Is there better suggestions working (efficiently) for generic Turing models of the function `mysampler(model, N)`?

This seems to be a known issue, see Sampling from prior using return value doesn't work with MvNormal · Issue #1559 · TuringLang/Turing.jl · GitHub.
I just tested it again and the example works if you pass a single `missing` value for y. Thinking about it, it also makes sense, since `y = missing` is treated as a single multivariate missing observation.

You can then write,

``````@model function mymodel(y, l = ismissing(y) ? 1 : length(y))
θ ~ Uniform(0,1)
y ~ MvNormal(zeros(l), θ)
end

mod = mymodel(rand(10))
chn = sample(mod, Prior(), 1000)

mod_prior_pred = mymodel(missing, 10)
prior_pred = predict(mod_prior_pred, chn)
``````

which is similar to your example, but

1. As described above, y is not a vector of missing observations, but a single vector-variate missing observation,
2. The second parameter `l` describing the dimension of the multivariate observation. This is important, because if `y` is missing, nothing is known about the dimensionality and `length(missing)` is not defined. So it defaults to 1 if y is missing, but to `length(y)` if y is non-missing.

For example to draw a 10-dimensional `y` observation:

``````mod_prior_pred = mymodel(missing, 10)
prior_pred = predict(mod_prior_pred, chn)
``````

Thanks, this works.

However, I wonder why this is much longer than just doing

``````function handmodel(N, l)
θ = zeros(N)
y = zeros(N, l)
for i in 1:N
θ[i] = rand(Uniform(0,1))
y[i,:] = rand(MvNormal(zeros(l), θ[i]))
end
return θ, y
end
``````
``````N = 1000
l = 10
@btime begin
chn = sample(mod, Prior(), N)
mod_prior_pred = mymodel(missing, l)
prior_pred = predict(mod_prior_pred, chn)
end
# 17.800 ms (392324 allocations: 21.96 MiB)
@btime handmodel(N, l)
# 122.900 μs (2004 allocations: 367.39 KiB)
``````

Is it because how Turing stores a lot of (useless in this case) info along the chain? It seems like a lot for just sampling from prior. Or is there an option I do not see?

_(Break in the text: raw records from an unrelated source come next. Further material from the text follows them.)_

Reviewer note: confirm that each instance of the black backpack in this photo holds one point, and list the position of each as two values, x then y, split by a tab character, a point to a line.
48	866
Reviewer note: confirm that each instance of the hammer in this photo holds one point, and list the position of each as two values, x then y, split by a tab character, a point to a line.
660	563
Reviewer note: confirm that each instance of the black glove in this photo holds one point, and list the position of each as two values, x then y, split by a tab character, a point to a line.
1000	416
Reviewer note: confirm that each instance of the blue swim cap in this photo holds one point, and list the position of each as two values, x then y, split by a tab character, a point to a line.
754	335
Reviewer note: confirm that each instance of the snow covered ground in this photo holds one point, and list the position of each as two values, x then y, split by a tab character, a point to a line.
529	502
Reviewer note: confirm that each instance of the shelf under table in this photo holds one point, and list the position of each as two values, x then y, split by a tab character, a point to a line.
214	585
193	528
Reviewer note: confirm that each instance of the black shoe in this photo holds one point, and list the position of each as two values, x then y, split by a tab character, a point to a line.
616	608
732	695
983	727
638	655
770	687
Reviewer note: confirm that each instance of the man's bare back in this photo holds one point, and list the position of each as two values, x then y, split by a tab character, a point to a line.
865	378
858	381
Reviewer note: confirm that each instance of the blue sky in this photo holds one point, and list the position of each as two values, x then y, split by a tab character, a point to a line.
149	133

Ideally, I would like to have an “efficient” sampler like `handmodel` using only `rand` where the input is `Turing.jl` model (because syntax is nice and if I want to use other sampling methods like NUTS(), MH() I can easily switch.

Hence, I believe the task is to extract the distributions and conditional structure (I did not succeed).

I am no expert on the Turing internals, but I think a good portion of the runtime - at least for this use case - is spent on constructing the output object. So if efficiency is an important criterion for you it is probably best to write your on prior predictive distribution just like you did with `handmodel`.